# RWD differential help



## Joel (Jul 29, 2008)

Not sure where to put this, I did a quick search on google and didn't find much. All I found was that a differential is supposed to apply equal torque to both wheels.
I spun up the wheels again (on stands) with a 12V battery and I noticed that one wheel was spinning faster than the other. At one point, one wheel wasn't moving at all, I was able to push it with my foot to get it spinning again, but there seemed to be some sort of resistance.

Now I thought it might be rusty brakes or something, but when I put the gear into reverse, the wheels switched. (the right side had trouble spinning and the left spun just fine)

I put the gear back into 1st/2nd and it stayed that way.

simply put, I am not getting equal torque on my rear wheels. Is this normal because it is up on stands? (no load). (i hope so, i really dont want to take it to a mechanic)

-Joel
http://joelclemens.colinr.ca


----------



## Tubularfab (Sep 25, 2008)

Actually an open differential does anything but provide equal torque to the wheels. By open I mean any standard diff that is not a limited slip. A differential simply allows the wheels to turn at different speeds when going around a corner. If you jack up the car and spin the motor the wheel with the least resitance (bearing and brake drag) will spin the fastest.

I can't help but reference a movie here - My Cousin Vinny. Watch Marissa Tomei in that movie explain how a differential works.


----------



## Joel (Jul 29, 2008)

ah, thats somewhat encouraging, i'm not sure what kind i have. it seems to be the more common one found on trucks with RWD (engine and transmission is up front) (89 ford ranger)

I found this and it helped a bit.

(goes to http://web.mit.edu/2.972/www/reports/differential/differential.html)


----------



## Tubularfab (Sep 25, 2008)

On an '89 ford ranger I doubt you'd have a limited slip. There should be a little tag under one of the bolts on the rear cover for the diff that will tell you, though. It will have several numbers, one of which indicates the ratio (3.54, 3.73, etc) and if it is a limited slip it would have an L or LS right next to the number.

At any rate, I doubt you have any mechanical problems of note in your truck - the one tire spinning more than the other is not indicating any problems. As you mentioned rust on the brakes, etc will cause a little drag, and that's probably all you're seeing.

Jason



Joel said:


> ah, thats somewhat encouraging, i'm not sure what kind i have. it seems to be the more common one found on trucks with RWD (engine and transmission is up front) (89 ford ranger)
> 
> I found this and it helped a bit.
> 
> (goes to http://web.mit.edu/2.972/www/reports/differential/differential.html)


----------



## Coley (Jul 26, 2007)

The picture could be more accurate with the names of the parts.

What they call a Sun gear is actually an axle gear.

What they call a planet pinion is actually a spider gear.
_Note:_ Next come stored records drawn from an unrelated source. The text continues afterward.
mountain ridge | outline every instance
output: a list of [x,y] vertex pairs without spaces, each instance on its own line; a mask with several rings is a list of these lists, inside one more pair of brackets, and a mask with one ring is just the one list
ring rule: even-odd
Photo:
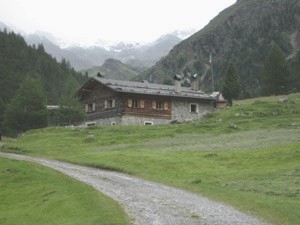
[[[65,58],[76,70],[88,69],[102,65],[106,59],[115,58],[123,63],[140,67],[150,67],[162,56],[178,44],[182,39],[174,34],[163,35],[151,43],[117,43],[104,46],[69,46],[60,48],[55,43],[46,39],[38,40],[33,36],[26,37],[29,44],[42,43],[45,50],[58,60]],[[50,43],[49,43],[49,42]]]
[[276,43],[289,58],[300,49],[299,0],[239,0],[146,71],[140,79],[162,83],[174,74],[201,75],[201,88],[211,91],[212,54],[216,88],[233,62],[243,90],[258,95],[267,52]]
[[98,73],[109,79],[115,80],[131,80],[145,71],[145,68],[134,67],[129,64],[122,63],[116,59],[106,59],[101,66],[94,66],[90,69],[80,71],[89,77],[95,77]]
[[[14,30],[4,23],[0,24],[0,30],[7,28]],[[162,35],[158,39],[149,43],[110,43],[99,40],[97,44],[90,46],[80,46],[68,44],[63,40],[54,37],[52,34],[37,31],[34,34],[20,33],[29,45],[43,44],[45,50],[58,61],[65,58],[70,62],[75,70],[80,71],[94,66],[101,66],[106,59],[114,58],[122,63],[131,64],[135,67],[150,67],[161,57],[167,55],[169,51],[179,42],[190,36],[195,30],[174,31]]]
A rear end has NO planetary gear setups in it, but auto transmissions do.

The two wheels will usually turn at different speeds, as mentioned, on an open (non-posi) rear end.


----------



## CNCRouterman (May 5, 2008)

An Open Differential WILL provide (nominally) equal torque to both wheels, Tubularfab understands it I think, but is mis-stating things a little. The reference to "My Cousin Vinnei" is quite good, but the bottom line is that the torque is the same to both wheels. The key here is that in order to have effective torque, you have to have traction (resistance). Net result is that for an open diff, your maximum effective torque is equal to the torque generated by the wheel with the poorest traction.

The reason one wheel turns and the other doesn't (or turns much slower) is because there are not equal amounts of drag from one side to the other, brakes, bearings, seals, etc.


----------



## kixGas (May 2, 2008)

Yep there is nothing wrong with your axle. Assuming equal resistance then both wheels will spin the same speed if on jack stands. This is rarely the case due to reasons stated above. When on the ground if they have equal traction then they will receive equal torque. However when you go around a corner then the outside wheel has to turn faster then the inside and the torque is split to give the biased amount to the inside wheel.


----------